Replace[] is a simple "evaluate once" construct. It's not a complex
heuristic "try to figure out what I mean to do" construct, as you seem
to want it to be in other threads.

>
> not "recursion depth exceeded".
>
> You may not have a clear idea of the answer to this question, since
> conventionally Mathematica evaluates "as far as possible", and
> you may not, therefore, have an idea of whether your programs
> would still work under the "once" model.
> I invite you to think about this, and whether another model
> might work for you.  I think that the evaluate once model is
> less onerous for the implementor, and might speed up your
> computing.  Given the "once" model, one can easily write
> "evaluate until no change".

I think that for my purposes, invoking FixedPoint[] willy-nilly all
over the place would be a burden, and would make expressions much
harder to read.

> The reverse emulation is
> much harder, as far as I can tell.  The complexity of
> non-evaluation in Mathematica includes, among other operators,
> Hold, Holdform, Defer, HoldAll, HoldFirst, HoldRest, Evaluate,
> Unevaluated, ReleaseHold, HoldComplete, HoldPattern, HoldAllComplete,
> SequenceHold, Update, NHoldAll, NHoldFirst, NHoldRest, With, Extract..

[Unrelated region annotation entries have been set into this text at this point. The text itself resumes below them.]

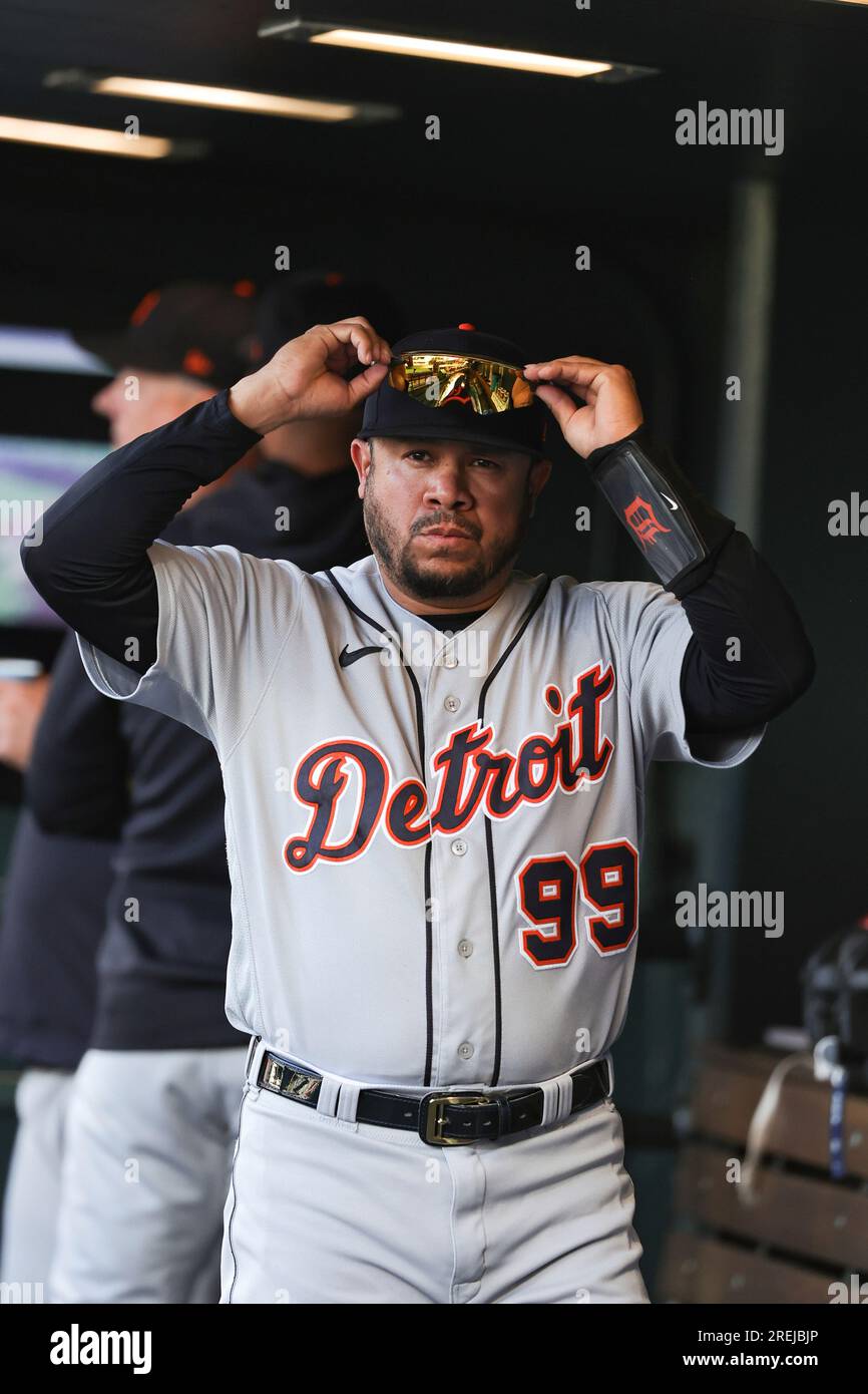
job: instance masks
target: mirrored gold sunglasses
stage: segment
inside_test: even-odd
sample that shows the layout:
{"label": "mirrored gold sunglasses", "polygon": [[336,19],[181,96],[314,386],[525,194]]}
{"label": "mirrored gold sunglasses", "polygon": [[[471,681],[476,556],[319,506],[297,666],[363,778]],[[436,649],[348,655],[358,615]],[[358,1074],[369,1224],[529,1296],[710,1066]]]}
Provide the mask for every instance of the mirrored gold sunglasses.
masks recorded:
{"label": "mirrored gold sunglasses", "polygon": [[470,406],[481,417],[516,411],[534,401],[534,389],[521,368],[470,354],[408,350],[392,360],[387,381],[419,406]]}

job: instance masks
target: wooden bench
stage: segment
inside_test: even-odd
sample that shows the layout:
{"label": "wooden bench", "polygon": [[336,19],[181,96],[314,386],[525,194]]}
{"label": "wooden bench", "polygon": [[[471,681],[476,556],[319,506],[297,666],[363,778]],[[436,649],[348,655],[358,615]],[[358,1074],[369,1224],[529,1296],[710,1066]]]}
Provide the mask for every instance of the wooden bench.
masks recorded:
{"label": "wooden bench", "polygon": [[833,1181],[829,1086],[816,1083],[809,1068],[787,1075],[757,1172],[757,1200],[745,1206],[740,1199],[748,1126],[779,1059],[770,1050],[705,1047],[690,1136],[679,1153],[658,1302],[868,1303],[868,1096],[847,1096],[846,1177]]}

I've been using Mathematica for over 20 years, and I've never needed
the majority of those. Understanding Set[] versus SetDelayed[],
Condition[], and Replace[] cover 99% of the cases where evaluation
needs to be controlled. And to me, they seemed very natural from the
beginning, and still do.

Remember that Mathematica is not fundamentally a "programming
language" based on functions and procedures. It is a term rewriting
system for evaluating mathematical expressions. Now, of course, that
can *emulate* functions, and with a little extra help, procedures too.
But it can also do things unanticipated by the lambda calculus:

x_[whoCalled] ^:= x

While for pure programming, term rewriting isn't the most natural
foundation, it is very natural for manipulating mathematical
expressions, I think. But the user must commit to actually using the
paradigm, and not fighting it (this is true, of course, for *any*
tool). I think you just like to fight. I'd rather get real work done.